それでもレスターはすべてを飲み込み、今もこうして領地を治め、主要な砦にカルナを置いている。
アルマはミーシャを下ろし、そっとレスターの手に触れた。氷のように冷たく、血の通っていない手を労わるように両手で包み込む。装飾品にはめ込まれた緑色の宝石が、アルマの熱で、じんわりと温まっていく。少し節くれだった手は、カルナの燃えるように熱い手のひらとは対照的だ。

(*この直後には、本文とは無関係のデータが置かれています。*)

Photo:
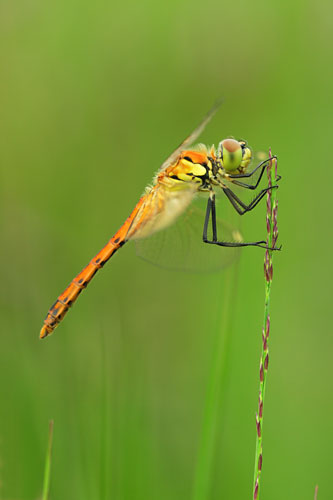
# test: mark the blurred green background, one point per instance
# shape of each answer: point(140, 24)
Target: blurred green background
point(93, 97)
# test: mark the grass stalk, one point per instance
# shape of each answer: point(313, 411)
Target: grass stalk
point(47, 470)
point(272, 235)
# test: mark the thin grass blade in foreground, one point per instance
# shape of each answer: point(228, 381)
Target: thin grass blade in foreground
point(316, 492)
point(47, 470)
point(216, 385)
point(272, 235)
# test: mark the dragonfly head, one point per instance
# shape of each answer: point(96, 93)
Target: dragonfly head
point(234, 155)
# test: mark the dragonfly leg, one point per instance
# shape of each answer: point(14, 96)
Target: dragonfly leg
point(262, 165)
point(211, 211)
point(239, 205)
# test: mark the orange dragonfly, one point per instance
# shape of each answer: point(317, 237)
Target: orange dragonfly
point(185, 174)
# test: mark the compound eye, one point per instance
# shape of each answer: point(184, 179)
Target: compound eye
point(232, 154)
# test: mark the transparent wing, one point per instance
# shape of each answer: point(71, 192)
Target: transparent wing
point(180, 246)
point(191, 138)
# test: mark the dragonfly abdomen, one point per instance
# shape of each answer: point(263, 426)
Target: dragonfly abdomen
point(57, 312)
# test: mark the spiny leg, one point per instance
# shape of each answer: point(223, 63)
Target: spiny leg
point(234, 200)
point(211, 210)
point(262, 165)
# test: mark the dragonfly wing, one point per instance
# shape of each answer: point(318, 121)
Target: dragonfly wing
point(180, 246)
point(192, 137)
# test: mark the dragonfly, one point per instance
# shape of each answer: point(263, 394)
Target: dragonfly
point(179, 180)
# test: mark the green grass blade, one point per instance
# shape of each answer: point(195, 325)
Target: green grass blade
point(272, 234)
point(47, 470)
point(216, 385)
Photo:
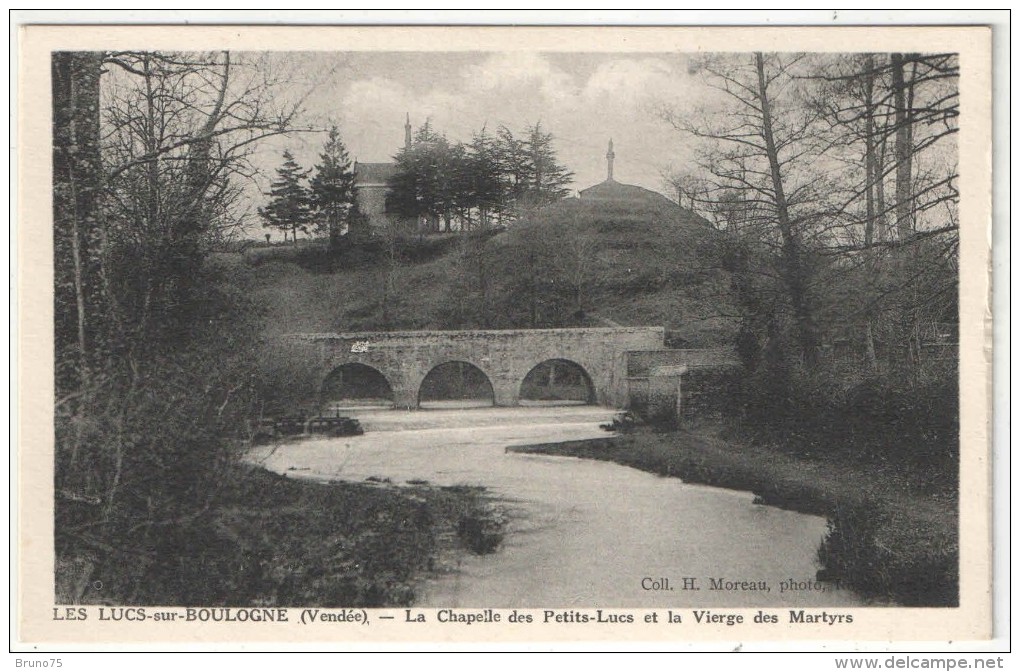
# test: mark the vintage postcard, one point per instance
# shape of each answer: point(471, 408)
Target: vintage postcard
point(364, 334)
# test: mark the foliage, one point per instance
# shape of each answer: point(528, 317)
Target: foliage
point(290, 207)
point(470, 186)
point(333, 187)
point(154, 346)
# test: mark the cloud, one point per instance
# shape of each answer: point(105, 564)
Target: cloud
point(581, 103)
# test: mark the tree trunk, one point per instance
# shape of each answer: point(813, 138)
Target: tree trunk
point(904, 151)
point(78, 185)
point(795, 272)
point(869, 149)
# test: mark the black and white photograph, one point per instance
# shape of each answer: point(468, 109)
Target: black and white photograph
point(508, 337)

どう声をかけていいのか分からず、ただ黙って手を握り続ける。最初はお金持ちの息子で、徳に苦労もしたことのない人なのだろうと思っていた。しかし内情を聞いてみれば、アルマと同じか、それよりも惨たらしい人生を経験している。アルマも母親が姿を消したが、目の前で竜に食べられたわけではない。少なくとも、現時点では。
レスターはなだめるようにアルマの手を解き、廊下の突き当たりにある扉を指した。
「そこが地下への扉です。人を待たせているので、急ぎましょう」
そう言ってレスターは一人で、どんどん廊下を突き進んでいく。足にまとわりついてくるミーシャを踏まないように注意しながら、アルマも慌てて後を追う。

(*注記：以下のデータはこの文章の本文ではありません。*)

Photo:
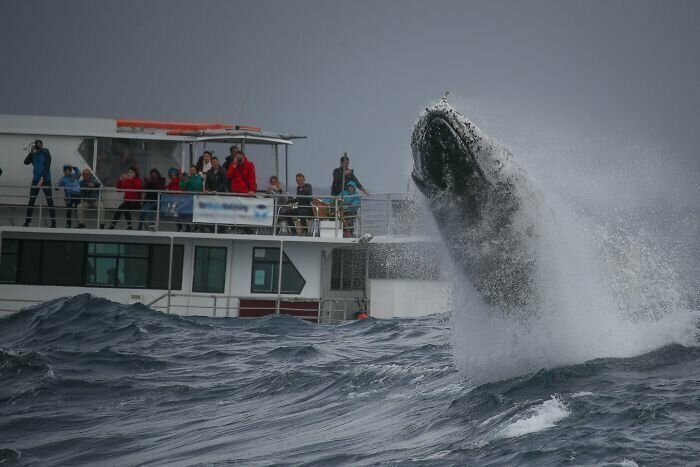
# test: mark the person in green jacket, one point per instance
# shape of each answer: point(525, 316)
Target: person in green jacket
point(193, 181)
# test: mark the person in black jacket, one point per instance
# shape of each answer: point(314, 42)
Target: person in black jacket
point(150, 199)
point(300, 206)
point(215, 179)
point(342, 175)
point(40, 158)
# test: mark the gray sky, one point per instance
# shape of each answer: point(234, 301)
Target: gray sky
point(354, 75)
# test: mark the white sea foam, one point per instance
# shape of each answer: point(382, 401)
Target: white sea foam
point(541, 417)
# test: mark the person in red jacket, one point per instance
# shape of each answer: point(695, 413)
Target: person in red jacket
point(132, 198)
point(241, 173)
point(173, 180)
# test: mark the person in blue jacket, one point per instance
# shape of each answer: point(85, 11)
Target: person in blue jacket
point(350, 207)
point(40, 158)
point(71, 190)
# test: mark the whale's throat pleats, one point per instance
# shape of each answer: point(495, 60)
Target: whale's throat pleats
point(447, 160)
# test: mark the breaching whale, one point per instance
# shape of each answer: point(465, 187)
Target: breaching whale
point(483, 203)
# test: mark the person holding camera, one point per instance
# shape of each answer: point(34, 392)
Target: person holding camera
point(342, 175)
point(40, 158)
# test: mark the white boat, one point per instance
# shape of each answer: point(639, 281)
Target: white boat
point(243, 261)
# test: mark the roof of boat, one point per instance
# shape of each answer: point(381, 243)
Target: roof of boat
point(139, 129)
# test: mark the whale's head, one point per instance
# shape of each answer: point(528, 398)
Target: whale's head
point(445, 154)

レスターは扉の前に立つと、ポケットから鍵束を取り出し、迷いなく三つの錠を外した。外れた錠前が、大きな音を立てて床に落ちる。やりすぎなくらい厳重に三つも鍵をかけていることにも驚いたが、なにより扉の内側に入ってみると、内から鍵を開けられそうにない構造で、アルマは中へ入るのを躊躇った。人を待たせていると言っていたが、これでは監禁状態に等しい。
本当にこんなところに自分の母親がいるのか?
そしてカルナも、この下に母親と共に待っているはずだが……。
アルマを急かすように、扉が閉まりはじめる。レスターの疑うような目つきに肩が縮こまり、アルマは慌てて閉まりはじめた扉の隙間から体を滑り込ませた。
後ろで扉が閉まり、壁沿いに設置された蝋燭だけが唯一の光源となる。不安定に揺れる灯りを見ていると、過剰に不安を掻き立てられるようだった。

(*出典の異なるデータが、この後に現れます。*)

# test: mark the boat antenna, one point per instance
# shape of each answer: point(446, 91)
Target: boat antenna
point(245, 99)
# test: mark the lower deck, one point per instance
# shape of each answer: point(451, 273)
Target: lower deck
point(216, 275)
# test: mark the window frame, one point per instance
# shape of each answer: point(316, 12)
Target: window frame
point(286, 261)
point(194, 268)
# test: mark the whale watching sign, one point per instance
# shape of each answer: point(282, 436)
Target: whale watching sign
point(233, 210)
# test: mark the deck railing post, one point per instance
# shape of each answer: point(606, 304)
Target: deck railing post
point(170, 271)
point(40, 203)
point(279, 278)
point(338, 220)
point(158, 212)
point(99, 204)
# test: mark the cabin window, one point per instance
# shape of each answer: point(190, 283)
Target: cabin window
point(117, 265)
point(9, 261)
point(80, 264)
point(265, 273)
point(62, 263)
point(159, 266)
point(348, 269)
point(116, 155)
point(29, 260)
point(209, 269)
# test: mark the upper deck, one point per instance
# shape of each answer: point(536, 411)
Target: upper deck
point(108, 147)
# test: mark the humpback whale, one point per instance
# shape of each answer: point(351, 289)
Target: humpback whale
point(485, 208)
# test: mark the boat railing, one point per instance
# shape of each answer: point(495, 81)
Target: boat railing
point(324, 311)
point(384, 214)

「足元に気をつけて」とレスターが自然な動作でアルマの手を引き、先を歩く。ミーシャは夜目がきくのか、一人ですたすたと先に降りていってしまった。真っ白なミーシャも闇に紛れてしまい、かろうじてぼんやりと緑の目が光っているのが見える。
階段を踏み外さないよう、慎重に歩を進める。途中、ネズミのような甲高い動物の鳴き声が暗闇に響き、ぐっと身を竦ませた。アルマにはその鳴き声が、断末魔のように聞こえたのだ。ネズミよりはるかに大きい生物の発する死の間際の一鳴き。アルマはそんな妄想を頭から追い出そうと努めた。
二十段近く下ったはずだが、まだ終わりが見えない。頼りにしていたミーシャの瞳も、すっかり闇に溶け込んで見えなくなってしまった。二人分の足音と、かすかな息遣いが反響して、自分が今どこにいるのかも分からなくなってくる。
レスターに手を引かれるまま、大きな背中だけを見つめて黙々と階段を下りていく。
「こちらです」
レスターはアルマに声をかけてから、立ち止まった。重厚な黒い金属の扉が二人の前にそびえ立っている。その扉もまた、地上にあった扉と同じように、鍵が三つもかけられていた。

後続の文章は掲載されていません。